The Endoscopic Endonasal Transethmoido-Sphenoidal Optic Nerve Decompression: Surgical Technique, Case Series, and Potential Indications

Berhouma Moncef 1, T. Jacquesson 2, T. Picart 2, L. Abouaf 2, J. Vighetto 2, C. Garnieri 2, E. Jouanneau 2
  • 1Pierre Wertheimer Hospital, France
  • 2Department of Neurosurgery, University of Lyons, France

Introduction: Among classical indications of endoscopic endonasal skull base surgery (sellar and suprasellar pathologies), rare reports described the possibility of decompressing the optic canal from below. These cases involved traumatic optic neuropathies, Graves' orbitopathies, and fibrous dysplasia. We detail the surgical nuances of the optic nerve and orbital apex decompression. Methods: The authors reviewed their series of endoscopic endonasal skull base surgeries from 2006 to 2012 to identify all cases that underwent optic nerve decompression.
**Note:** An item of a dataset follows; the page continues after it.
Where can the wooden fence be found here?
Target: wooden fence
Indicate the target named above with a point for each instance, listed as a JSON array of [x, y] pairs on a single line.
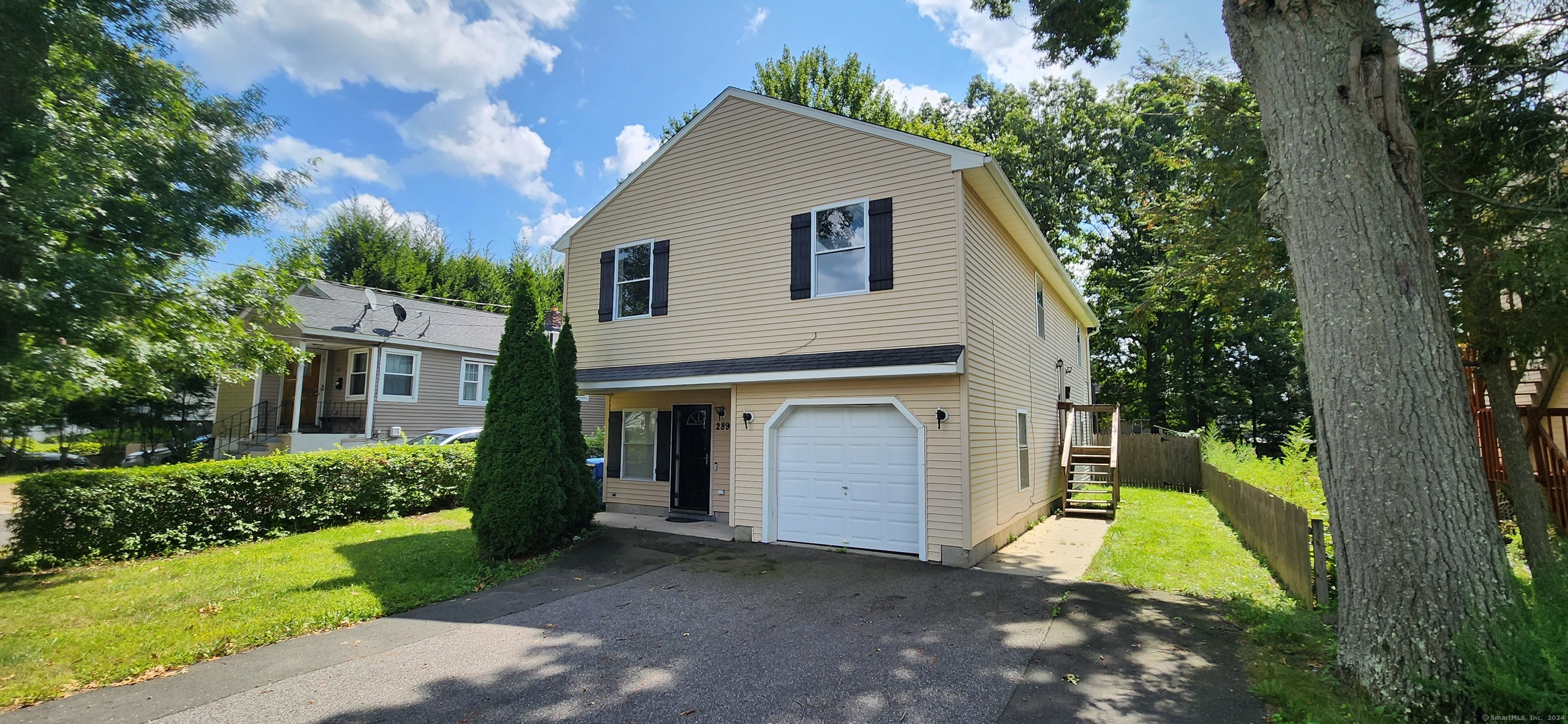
[[1279, 530], [1161, 461]]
A review of the biomedical databases was also performed with the keywords “endoscopic endonasal,” “optic nerve,” “optic canal,” “decompression,” “orbital apex.” Results: Nine cases of endoscopic endonasal optic nerve decompression were identified among more than 1,000 cases of endoscopic endonasal skull base surgeries. All patients underwent decompression because of a recent optic neuropathy. Total 70% of patients improved either on visual acuity and/or visual field. Six patients harbored orbital apex meningiomas with optic canal extensions, while there was a neuroma, an ossifying fibroma, and an inflammatory pseudotumor. Conclusion: Our study showed the usefulness of the endoscopic endonasal decompression of the optic nerve in selected cases, in a minimally invasive manner. Future larger series will precise clear indications according to the underlying pathology and define the accurate timing for surgery before optic atrophy.